I read a few months ago that kids get their body image issues gift wrapped from their parents. If all they hear is "I can't eat that! I'll be fat!" or "Ugh, I am huge. I hate myself." they will think there is something wrong with them. By nature, kids are shameless with their bodies. They will run naked through the streets without worrying that their tummy is bouncing along and their hair is a knotty mess.
I've always had self-esteem issues. I have always been shy about my body. Even with my own SuperHub, I bet he has only seen me in a swimsuit 20 times in almost 12 years. I hope to teach my kids that it's okay to be normal. It's actually fabulous to be a normal, regular person. What makes you the most beautiful is not three hours of pilates, but a kind and gracious spirit.
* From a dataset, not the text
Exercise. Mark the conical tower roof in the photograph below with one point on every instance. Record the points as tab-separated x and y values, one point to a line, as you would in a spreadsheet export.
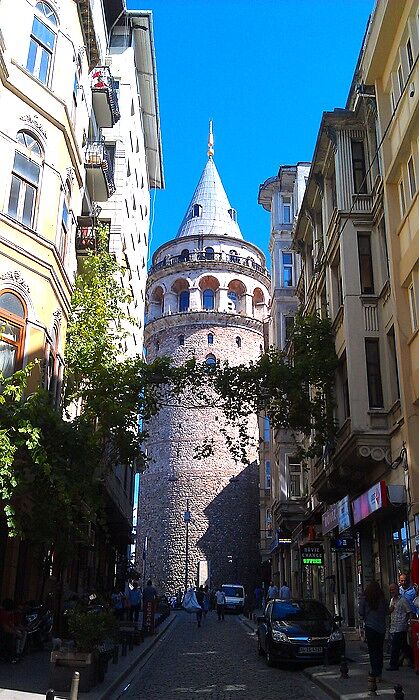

A helping hand. Smiling at people and shining your light everywhere you go. You can be awesome and love horses and Star Trek and wear Crocs. What makes humans amazing is variety and diversity and the freedom to be completely unique. It's beautiful!
There is no child who loves their mom more because she looks great in a bikini. Not one child. And there are plenty of moms who are attentive and adoring, who spend time to teach kindness and goodness to their kiddos, who are not obsessed with how they look. When I realized that Piper would turn into her Mom, just as I have, I realized that is a huge responsibility. Rather than passing on my neuroses, I am working hard to change them and find happiness in myself.
I'm not a supermodel.
I'm not a celebrity.
I'm Regan and I'm totally okay with that. Actually, I love it.